MiR-105 inhibits gastric cancer cells metastasis, epithelial-mesenchymal transition by targeting SOX9.

Abstract

Gastric cancer is one of the most common gastrointestinal malignancy, which is often diagnosed at an advanced stage. MicroRNA-105 (miR-105) was downregulated and acts as a tumor suppressor in various cancers. The purpose of this study was to explore the molecular mechanisms of miR-105 and sex-determining region Y-box 9 (SOX9) in gastric cancer.

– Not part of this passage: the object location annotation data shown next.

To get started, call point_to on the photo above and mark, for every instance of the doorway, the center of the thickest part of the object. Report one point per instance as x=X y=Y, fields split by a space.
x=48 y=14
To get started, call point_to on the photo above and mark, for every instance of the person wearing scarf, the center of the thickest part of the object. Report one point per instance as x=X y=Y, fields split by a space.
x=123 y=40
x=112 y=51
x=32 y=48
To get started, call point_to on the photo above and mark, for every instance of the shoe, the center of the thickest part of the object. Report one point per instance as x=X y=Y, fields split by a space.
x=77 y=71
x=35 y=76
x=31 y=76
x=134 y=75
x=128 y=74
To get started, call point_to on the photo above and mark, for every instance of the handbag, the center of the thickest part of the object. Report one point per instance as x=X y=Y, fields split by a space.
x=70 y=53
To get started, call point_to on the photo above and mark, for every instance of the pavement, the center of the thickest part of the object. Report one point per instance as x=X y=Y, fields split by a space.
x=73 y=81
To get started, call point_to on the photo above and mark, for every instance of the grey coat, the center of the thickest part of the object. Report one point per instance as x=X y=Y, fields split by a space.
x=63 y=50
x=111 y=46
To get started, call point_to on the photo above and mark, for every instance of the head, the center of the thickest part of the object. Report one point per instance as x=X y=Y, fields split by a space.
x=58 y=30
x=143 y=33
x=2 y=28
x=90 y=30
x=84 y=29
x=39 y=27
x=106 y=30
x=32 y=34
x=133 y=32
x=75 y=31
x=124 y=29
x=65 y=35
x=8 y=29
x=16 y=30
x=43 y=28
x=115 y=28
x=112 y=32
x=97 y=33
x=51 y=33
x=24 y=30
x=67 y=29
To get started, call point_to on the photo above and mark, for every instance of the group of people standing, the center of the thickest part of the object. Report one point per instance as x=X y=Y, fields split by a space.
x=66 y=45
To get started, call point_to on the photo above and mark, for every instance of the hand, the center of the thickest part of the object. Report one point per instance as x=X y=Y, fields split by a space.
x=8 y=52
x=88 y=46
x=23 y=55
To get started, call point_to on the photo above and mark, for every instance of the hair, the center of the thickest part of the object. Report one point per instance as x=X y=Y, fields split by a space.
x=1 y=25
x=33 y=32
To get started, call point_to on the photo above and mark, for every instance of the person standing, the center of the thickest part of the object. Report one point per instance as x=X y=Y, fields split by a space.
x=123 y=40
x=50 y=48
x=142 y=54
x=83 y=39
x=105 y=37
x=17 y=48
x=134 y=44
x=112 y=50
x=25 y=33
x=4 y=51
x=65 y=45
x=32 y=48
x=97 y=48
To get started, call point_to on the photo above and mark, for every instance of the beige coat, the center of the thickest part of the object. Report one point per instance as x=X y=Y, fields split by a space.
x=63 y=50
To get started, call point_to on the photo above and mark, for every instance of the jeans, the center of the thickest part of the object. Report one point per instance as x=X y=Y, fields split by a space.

Western blot was performed to display the protein level of E-Cadherin, N-Cadherin, Vimentin and SOX9. Transwell assay was utilized to measure the capacity of migration and invasion. We employed the Luciferase reporter assay to determine miR-105 targeting to SOX9 in gastric cancer. MiR-105 was downregulated in gastric cancer tissues and cells; it suppressed gastric cancer cell migration, invasion and epithelial-mesenchymal transition (EMT) in gastric cancer. SOX9 was upregulated in gastric cancer cells and had a negative correlation with miR-105. Moreover, the knockdown of SOX9 could inhibit gastric cancer cell migration, invasion and EMT. Furthermore, SOX9 was a target gene of miR-105 and mediated by miR-105. SOX9 could reverse the partial function of miR-105 on cell migration and invasion. In addition, miR-105 downregulation or SOX9 upregulation predicted a poor prognosis. We showed that miR-105 was downregulated and inhibited cell migration, invasion and EMT in gastric cancer by binding to SOX9. In addition, we demonstrated that miR-105 downregulation or SOX9 upregulation predicted a poor prognosis. The newly discoverable miR-105/SOX9 axis provides novel insight into gastric cancer treatment.